When I left the pulpit eight years later, I was married, my father had died at age 58 from pancreatic cancer after six months, I had three children – one who had autism – and I subsequently found out that my mother had breast cancer. I would have another child and my mother would die of brain cancer – unrelated to the breast cancer – at age 65. My parents are only 18 years older than me.

What I say often is that life happens to you, around you, and in you, and you don’t know how it’s going to go. I realized at a certain point that I wanted to hold my mom’s hand at every chemo, and I wanted to be there for every IEP test for my son, and that I couldn’t have two families – because the family that I wanted to be solely there for would always be second.

So I made a very difficult decision – because it’s easy to make a decision when you’re unhappy; it’s not easy to make a decision when you’re happy.

People ask me if I look back and regret it; not at all. It was the next right room. I’m so grateful that, for the 18 months that my mother lived – when they told us that she would die in three days – that I got to hold her hand, I got to wash her face, and nothing kept me from it.

 

Q: One of your talk topics is “Discovering the Cure to Compassion Fatigue.” What is “compassion fatigue?”

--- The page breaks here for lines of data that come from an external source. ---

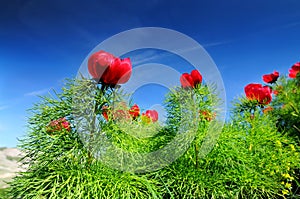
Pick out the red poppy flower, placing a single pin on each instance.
(271, 78)
(150, 115)
(197, 77)
(191, 80)
(118, 72)
(294, 70)
(98, 63)
(106, 68)
(134, 111)
(105, 112)
(186, 80)
(258, 92)
(268, 109)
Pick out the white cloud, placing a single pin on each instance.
(37, 92)
(3, 107)
(218, 43)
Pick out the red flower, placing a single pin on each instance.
(268, 109)
(121, 115)
(98, 63)
(150, 115)
(294, 70)
(134, 111)
(191, 80)
(105, 111)
(58, 125)
(106, 68)
(197, 77)
(271, 78)
(258, 92)
(186, 80)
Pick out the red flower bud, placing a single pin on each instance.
(58, 125)
(186, 80)
(104, 67)
(150, 115)
(98, 63)
(294, 70)
(271, 78)
(197, 77)
(258, 92)
(134, 111)
(191, 80)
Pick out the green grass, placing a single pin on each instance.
(3, 193)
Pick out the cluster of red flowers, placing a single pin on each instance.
(271, 78)
(258, 92)
(294, 70)
(108, 69)
(191, 80)
(58, 125)
(261, 93)
(126, 114)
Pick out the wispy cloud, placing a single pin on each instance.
(3, 107)
(291, 25)
(218, 43)
(148, 56)
(37, 92)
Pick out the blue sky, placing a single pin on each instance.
(44, 42)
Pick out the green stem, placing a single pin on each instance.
(92, 132)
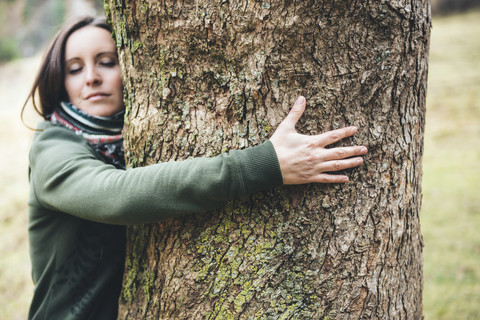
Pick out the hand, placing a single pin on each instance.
(304, 159)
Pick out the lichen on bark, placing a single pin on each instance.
(204, 77)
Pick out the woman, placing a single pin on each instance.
(81, 196)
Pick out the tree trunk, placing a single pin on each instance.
(202, 77)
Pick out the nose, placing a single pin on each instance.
(92, 76)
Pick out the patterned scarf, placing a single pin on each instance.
(104, 134)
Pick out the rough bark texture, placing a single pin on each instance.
(202, 77)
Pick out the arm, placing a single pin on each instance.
(67, 177)
(305, 159)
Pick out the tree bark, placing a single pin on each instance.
(203, 77)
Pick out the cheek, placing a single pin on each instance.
(72, 88)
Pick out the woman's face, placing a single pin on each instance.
(92, 74)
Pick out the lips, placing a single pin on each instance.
(97, 96)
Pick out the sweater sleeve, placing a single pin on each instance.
(67, 176)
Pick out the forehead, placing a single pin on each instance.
(88, 40)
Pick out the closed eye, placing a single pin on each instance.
(108, 64)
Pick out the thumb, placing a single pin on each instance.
(295, 113)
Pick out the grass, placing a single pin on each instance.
(451, 181)
(450, 214)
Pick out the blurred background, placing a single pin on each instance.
(450, 215)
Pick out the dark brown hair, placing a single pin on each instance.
(50, 80)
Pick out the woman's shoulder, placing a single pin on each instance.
(49, 135)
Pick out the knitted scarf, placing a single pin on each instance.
(104, 134)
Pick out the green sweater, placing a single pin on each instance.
(78, 207)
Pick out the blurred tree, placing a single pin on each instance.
(450, 6)
(202, 77)
(29, 24)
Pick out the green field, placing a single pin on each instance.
(450, 214)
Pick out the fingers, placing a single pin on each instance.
(332, 166)
(295, 113)
(336, 165)
(333, 136)
(343, 152)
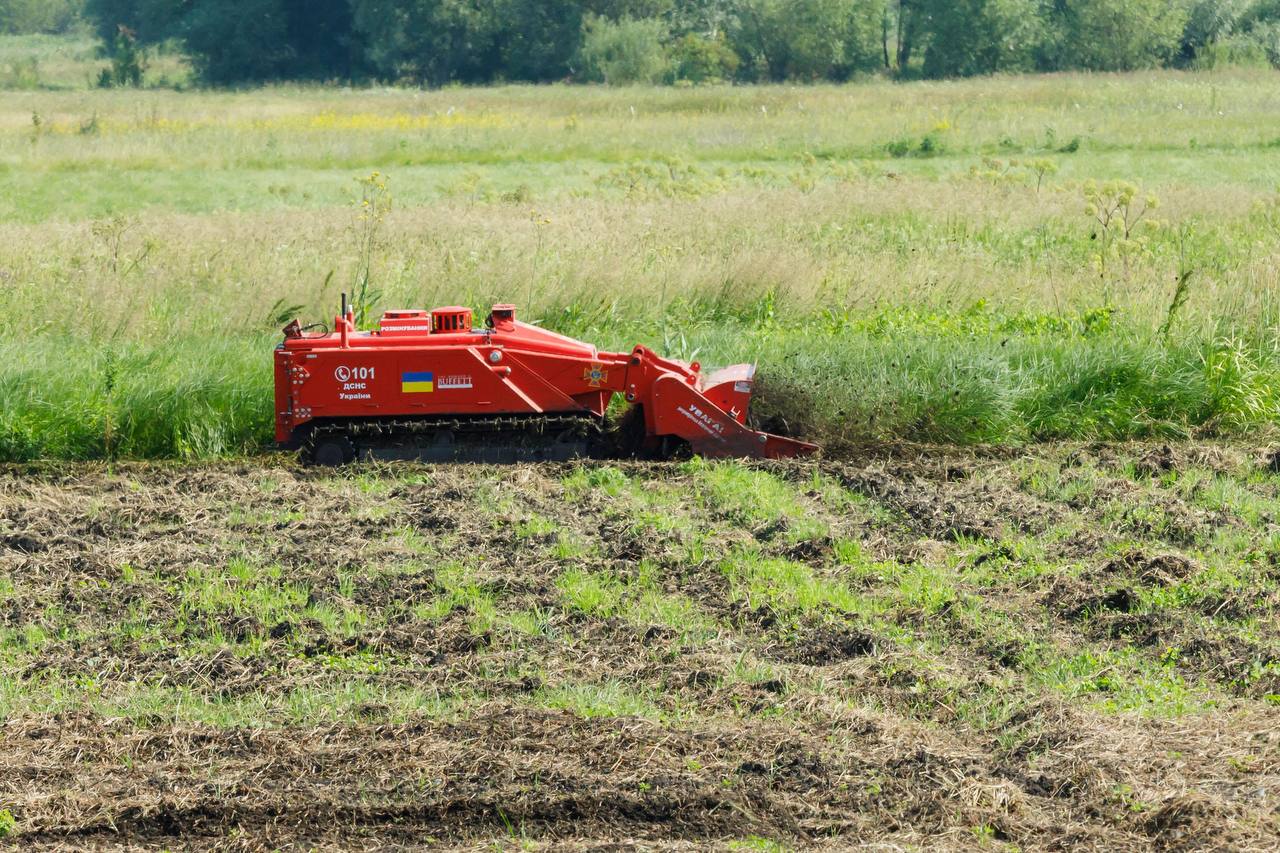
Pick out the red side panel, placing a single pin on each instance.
(283, 397)
(679, 409)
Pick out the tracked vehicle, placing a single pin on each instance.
(430, 386)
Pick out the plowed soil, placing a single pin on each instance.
(1073, 647)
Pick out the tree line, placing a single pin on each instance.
(625, 41)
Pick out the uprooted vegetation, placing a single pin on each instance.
(1074, 646)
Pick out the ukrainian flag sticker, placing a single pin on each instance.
(417, 383)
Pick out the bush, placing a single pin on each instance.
(622, 51)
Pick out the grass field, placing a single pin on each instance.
(1029, 634)
(904, 260)
(1073, 647)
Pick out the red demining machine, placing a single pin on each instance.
(429, 386)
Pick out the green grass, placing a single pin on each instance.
(151, 243)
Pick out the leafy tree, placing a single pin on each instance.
(981, 36)
(1207, 22)
(1112, 35)
(807, 39)
(429, 41)
(18, 17)
(538, 39)
(700, 59)
(151, 21)
(629, 50)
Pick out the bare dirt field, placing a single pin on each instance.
(1068, 647)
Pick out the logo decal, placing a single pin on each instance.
(595, 375)
(417, 383)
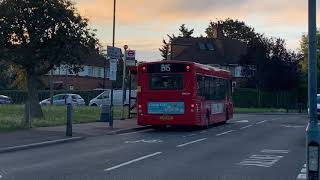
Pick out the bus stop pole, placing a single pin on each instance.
(129, 108)
(124, 80)
(312, 129)
(113, 39)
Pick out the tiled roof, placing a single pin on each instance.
(225, 50)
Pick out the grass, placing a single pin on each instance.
(261, 110)
(12, 116)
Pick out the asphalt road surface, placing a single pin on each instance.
(248, 147)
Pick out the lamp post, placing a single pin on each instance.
(113, 39)
(312, 129)
(125, 47)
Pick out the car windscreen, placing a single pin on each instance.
(166, 81)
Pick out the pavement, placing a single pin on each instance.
(36, 137)
(249, 147)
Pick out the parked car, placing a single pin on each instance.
(61, 99)
(105, 98)
(5, 100)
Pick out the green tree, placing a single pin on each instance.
(37, 35)
(233, 29)
(6, 77)
(185, 32)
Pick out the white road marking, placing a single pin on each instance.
(242, 121)
(261, 122)
(273, 151)
(291, 126)
(190, 135)
(303, 173)
(294, 117)
(225, 133)
(192, 142)
(261, 160)
(133, 161)
(144, 141)
(246, 127)
(147, 130)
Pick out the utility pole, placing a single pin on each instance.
(124, 79)
(113, 39)
(51, 87)
(312, 129)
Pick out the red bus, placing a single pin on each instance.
(183, 93)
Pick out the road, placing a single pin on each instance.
(248, 147)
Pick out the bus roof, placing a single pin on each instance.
(200, 67)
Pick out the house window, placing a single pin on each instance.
(210, 46)
(108, 72)
(90, 71)
(202, 46)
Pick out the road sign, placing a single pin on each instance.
(131, 54)
(131, 62)
(113, 65)
(113, 52)
(113, 70)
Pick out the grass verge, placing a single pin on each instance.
(12, 116)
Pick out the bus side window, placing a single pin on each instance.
(212, 89)
(199, 85)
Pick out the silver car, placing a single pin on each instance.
(5, 100)
(61, 99)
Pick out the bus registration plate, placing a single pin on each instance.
(166, 108)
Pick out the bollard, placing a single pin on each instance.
(69, 119)
(106, 115)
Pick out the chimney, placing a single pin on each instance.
(217, 31)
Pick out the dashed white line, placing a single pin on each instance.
(190, 135)
(225, 133)
(272, 151)
(261, 122)
(246, 127)
(192, 142)
(242, 121)
(147, 130)
(133, 161)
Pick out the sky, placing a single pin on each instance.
(143, 24)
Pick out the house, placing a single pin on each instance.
(219, 52)
(91, 77)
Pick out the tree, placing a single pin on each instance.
(36, 35)
(233, 29)
(185, 32)
(6, 77)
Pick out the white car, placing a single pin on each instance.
(105, 98)
(61, 99)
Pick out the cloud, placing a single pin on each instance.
(143, 23)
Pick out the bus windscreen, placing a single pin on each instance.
(166, 82)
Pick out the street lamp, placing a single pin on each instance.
(125, 47)
(312, 129)
(113, 39)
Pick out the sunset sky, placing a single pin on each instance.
(142, 24)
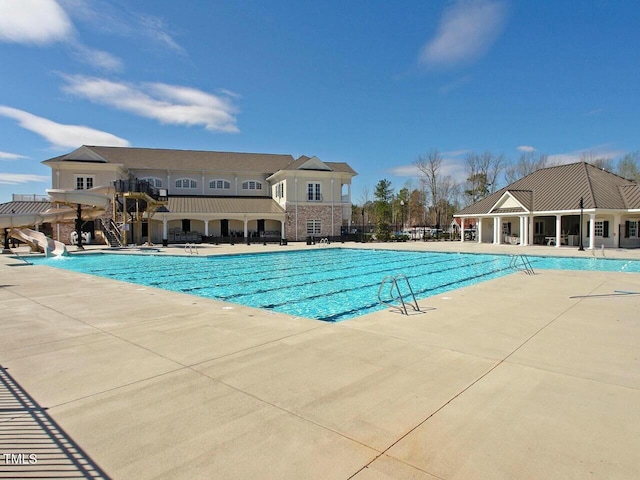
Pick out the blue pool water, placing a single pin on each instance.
(326, 284)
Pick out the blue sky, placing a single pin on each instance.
(371, 83)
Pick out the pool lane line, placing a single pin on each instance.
(307, 275)
(370, 285)
(371, 306)
(343, 278)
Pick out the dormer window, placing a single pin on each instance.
(251, 185)
(186, 183)
(153, 181)
(84, 182)
(219, 185)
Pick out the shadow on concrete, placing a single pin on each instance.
(32, 444)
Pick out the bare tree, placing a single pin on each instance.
(597, 161)
(629, 166)
(429, 165)
(528, 163)
(483, 171)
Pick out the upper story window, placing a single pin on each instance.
(314, 192)
(84, 183)
(186, 183)
(251, 185)
(153, 181)
(220, 184)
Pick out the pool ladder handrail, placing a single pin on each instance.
(400, 298)
(190, 247)
(524, 265)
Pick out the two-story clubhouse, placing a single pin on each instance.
(185, 195)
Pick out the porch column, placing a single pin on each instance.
(165, 233)
(615, 230)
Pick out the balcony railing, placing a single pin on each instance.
(133, 185)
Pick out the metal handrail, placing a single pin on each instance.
(399, 297)
(521, 262)
(191, 247)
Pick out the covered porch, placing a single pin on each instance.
(218, 220)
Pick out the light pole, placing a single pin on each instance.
(581, 247)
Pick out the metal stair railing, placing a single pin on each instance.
(396, 297)
(112, 231)
(190, 247)
(520, 262)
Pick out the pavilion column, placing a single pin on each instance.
(592, 231)
(615, 230)
(165, 232)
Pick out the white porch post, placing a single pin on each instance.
(616, 231)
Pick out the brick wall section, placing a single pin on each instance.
(313, 212)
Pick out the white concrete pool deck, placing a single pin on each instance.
(508, 379)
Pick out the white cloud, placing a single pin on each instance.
(10, 156)
(33, 22)
(466, 31)
(586, 154)
(169, 104)
(61, 135)
(526, 148)
(19, 178)
(96, 58)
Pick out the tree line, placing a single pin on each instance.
(433, 196)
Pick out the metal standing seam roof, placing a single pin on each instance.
(560, 188)
(231, 205)
(24, 207)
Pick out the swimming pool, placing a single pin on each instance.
(326, 284)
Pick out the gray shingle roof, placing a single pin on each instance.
(197, 160)
(24, 207)
(560, 188)
(254, 205)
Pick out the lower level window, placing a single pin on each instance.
(599, 229)
(313, 227)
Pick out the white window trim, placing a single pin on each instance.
(192, 185)
(226, 184)
(316, 192)
(246, 185)
(154, 181)
(84, 181)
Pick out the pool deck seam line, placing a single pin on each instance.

A: I’ve been looking a lot at compassion fatigue as it relates to the caretaker; why the caretaker is so sidelined in the face of the person who’s struggling. We sort of ignore that. We make an assumption that the caretaker is there because of their passion, because of their good will, because of their heart, but we don’t recognize that there is a statute of limitations to how much we can be that person, even if it’s our nature and even if it’s a job we’ve chosen.

But when we talk about self-care for the caretaker, we usually suggest surface actions like going to a nail salon or taking a hot bubble bath. The fatigue I feel when my mother is dying cannot be resolved by going to get a massage. It can make me feel better, it can make me feel calmer, but it doesn’t resolve my compassion fatigue – that I don’t want her to die and I’m exhausted taking care of her and I would prefer her living, and I would prefer coming over to tell her, “Can you pick up Eden at ballet?” So, this standard answer that we’ve come up with – that is, as self-care – I feel is wrong.

Part of what I like to look at is not to be disruptive for disruption’s sake, but to take Jewish wisdom and apply it to modern life because it’s far more powerful than the self-help model. Self-help is the belief is that I’m the guru and I have wisdom that you need to know. That’s not what I believe in. I’m the anti-guru: I believe the best wisdom is in you and my job is to empower you to discover it. That’s Judaism. It’s an unexpected message to hear to trust yourself, to know that you have great wisdom within you, that there’s great wisdom that’s 5,000 years old. I think people hunger to hear that. There’s nowhere in the world that tells them, “Trust yourself;” everybody’s trying to make a living by forcing other people to trust them.